After several months of participating in the St. Paul-Ramsey County Joint Complete Count Committee, it became clear to me that getting a complete count is challenging. There are communities that are just harder to count. Most concerning for our region are the population groups that are undercounted because of fear, lack of understanding, or requiring additional guidance. These historically undercounted groups include people of color, indigenous people, undocumented immigrants, and low-income persons. In past decennial counts, resources have been available that allowed Census workers to knock on the doors of residents who needed more guidance or explanation, which helped in reducing the undercount. There is concern this year that a lack of funding will limit this extra attention. On top of that, COVID-19 health concerns will keep Census workers from being able to do this important door knocking follow up. The Census Bureau has suspended field operations until June due to COVID-19 health concerns.

Historical undercounted neighborhoods concentrated in Minneapolis, St. Paul.

There is a historical pattern of undercounts by community. The Minnesota Demographic Center and the U.S. Census Bureau map these historically undercounted communities by census tract, which is a Census-defined area roughly equivalent to a neighborhood. There are 32 census tracts in the region that are considered to be the hardest to count, with 30% or more of the population not self-responding in past census enumerations. Twenty-three of the tracts are in Hennepin County representing over 88,000 residents and 9 are in Ramsey County representing over 32,000 residents. These areas coincide with areas that have more people of color and indigenous populations, and immigrant/refugee communities.

Active updates of 2020 Census response rates show that these historically undercounted neighborhoods are also areas with low response rates as of May 19, 2020. Ramsey County Complete Count Committee leaders are sharing that low-response areas at this time include Summit-University, Rondo, Frogtown, East Side, and North End neighborhoods. In these communities, self-response rates are flattening out around 50-55%. Data for Minneapolis is showing that there are approximately 16 census tracts with response rates below 50%.


Source: MN State Demographic Center Response Outreach Area Mapper, found here


Reaching undercounted communities during COVID-19.

One specific challenge for volunteers is doing outreach to specific geographic areas while maintaining social distance standards.
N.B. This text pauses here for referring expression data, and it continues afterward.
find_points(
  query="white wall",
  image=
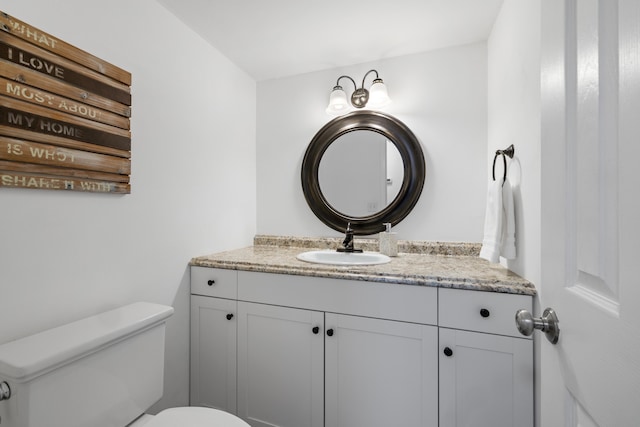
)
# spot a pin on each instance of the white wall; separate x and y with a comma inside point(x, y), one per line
point(65, 255)
point(440, 95)
point(514, 118)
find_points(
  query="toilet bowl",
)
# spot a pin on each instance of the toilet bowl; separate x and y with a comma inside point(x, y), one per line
point(106, 370)
point(192, 417)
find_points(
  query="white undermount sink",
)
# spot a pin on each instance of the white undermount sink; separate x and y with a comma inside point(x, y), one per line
point(333, 257)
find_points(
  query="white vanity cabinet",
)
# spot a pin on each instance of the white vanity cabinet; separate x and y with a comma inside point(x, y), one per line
point(486, 366)
point(213, 338)
point(280, 366)
point(380, 372)
point(346, 353)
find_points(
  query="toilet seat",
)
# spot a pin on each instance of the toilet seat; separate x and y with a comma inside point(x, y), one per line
point(194, 416)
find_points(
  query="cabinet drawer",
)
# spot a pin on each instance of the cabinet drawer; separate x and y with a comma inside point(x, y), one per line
point(214, 282)
point(481, 311)
point(417, 304)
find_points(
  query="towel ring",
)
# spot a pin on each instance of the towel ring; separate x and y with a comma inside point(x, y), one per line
point(509, 151)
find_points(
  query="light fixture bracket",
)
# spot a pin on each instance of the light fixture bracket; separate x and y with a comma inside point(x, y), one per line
point(360, 97)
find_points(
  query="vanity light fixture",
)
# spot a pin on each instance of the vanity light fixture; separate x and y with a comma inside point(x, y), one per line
point(375, 97)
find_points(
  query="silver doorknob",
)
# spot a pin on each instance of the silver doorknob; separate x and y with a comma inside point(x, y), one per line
point(548, 324)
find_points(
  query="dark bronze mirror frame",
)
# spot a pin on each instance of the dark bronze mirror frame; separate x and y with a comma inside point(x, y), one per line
point(412, 158)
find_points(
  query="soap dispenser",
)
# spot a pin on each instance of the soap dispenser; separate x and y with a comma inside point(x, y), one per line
point(388, 241)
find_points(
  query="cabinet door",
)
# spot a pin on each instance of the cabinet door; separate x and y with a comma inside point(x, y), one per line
point(280, 366)
point(380, 373)
point(213, 353)
point(485, 380)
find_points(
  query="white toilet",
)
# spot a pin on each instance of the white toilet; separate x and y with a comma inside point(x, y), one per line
point(102, 371)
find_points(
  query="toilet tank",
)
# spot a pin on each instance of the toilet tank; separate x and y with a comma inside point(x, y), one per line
point(101, 371)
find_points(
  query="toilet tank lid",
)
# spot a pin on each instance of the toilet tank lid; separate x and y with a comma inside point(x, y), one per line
point(26, 358)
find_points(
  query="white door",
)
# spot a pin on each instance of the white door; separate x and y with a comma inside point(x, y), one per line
point(591, 212)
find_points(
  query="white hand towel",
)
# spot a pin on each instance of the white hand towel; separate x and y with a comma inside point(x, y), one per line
point(499, 223)
point(508, 249)
point(492, 241)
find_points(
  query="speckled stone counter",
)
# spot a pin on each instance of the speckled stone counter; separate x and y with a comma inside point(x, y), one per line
point(444, 265)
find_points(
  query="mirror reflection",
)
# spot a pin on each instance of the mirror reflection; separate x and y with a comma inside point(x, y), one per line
point(360, 173)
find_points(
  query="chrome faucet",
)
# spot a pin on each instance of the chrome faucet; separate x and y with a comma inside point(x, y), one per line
point(347, 243)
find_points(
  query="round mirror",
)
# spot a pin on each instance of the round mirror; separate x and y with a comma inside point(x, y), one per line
point(365, 168)
point(360, 173)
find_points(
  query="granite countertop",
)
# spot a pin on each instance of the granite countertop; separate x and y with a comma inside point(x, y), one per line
point(445, 265)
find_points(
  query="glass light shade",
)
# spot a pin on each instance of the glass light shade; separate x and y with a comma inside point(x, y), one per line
point(378, 96)
point(338, 103)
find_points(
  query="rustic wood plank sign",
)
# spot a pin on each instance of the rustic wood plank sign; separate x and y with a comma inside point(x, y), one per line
point(64, 115)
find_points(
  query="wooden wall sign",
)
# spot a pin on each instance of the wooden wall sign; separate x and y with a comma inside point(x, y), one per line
point(64, 115)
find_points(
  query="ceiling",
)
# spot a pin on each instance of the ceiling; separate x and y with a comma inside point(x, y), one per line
point(278, 38)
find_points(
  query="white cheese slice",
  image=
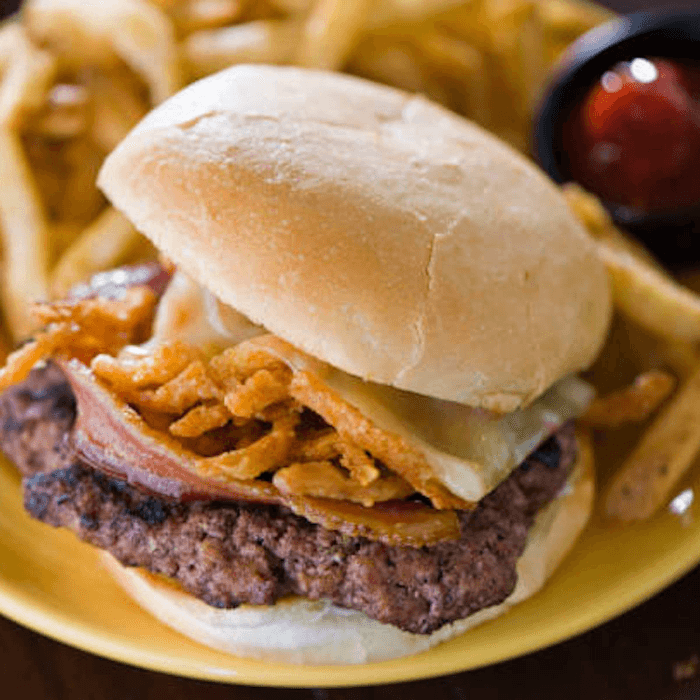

One method volunteers are being advised to reach these communities is by posting information at small/ethnic grocery stores, and they are looking for ways to partner with small business owners to distribute information.

Leaders in the Latinx community have focused efforts at engaging through virtual methods and social media. Cuanta Conmigo is a Complete Count Committee formed by a group of entrepreneurs, lawyers, community leaders, and volunteers to promote Latino participation in Minnesota in the Census. Their efforts are focused on addressing two key barriers: lack of information on the Census and concerns about security and privacy. To learn more visit their Facebook page. To learn more about 2020 Census issues specific to the Latinx community, visit Communities Organizing Latinx Power and Action here.

We can all continue to encourage our employees, colleagues, friends, and neighbors to respond to the Census by going online at my2020census.gov , by phone at 844-330-2020, or by mail.

While we should be proud of our state and region’s strong leadership position in the 2020 Census response, we must ensure the data fully represents our region’s population, focus on not leaving anyone behind, and make sure everyone feels safe to be counted.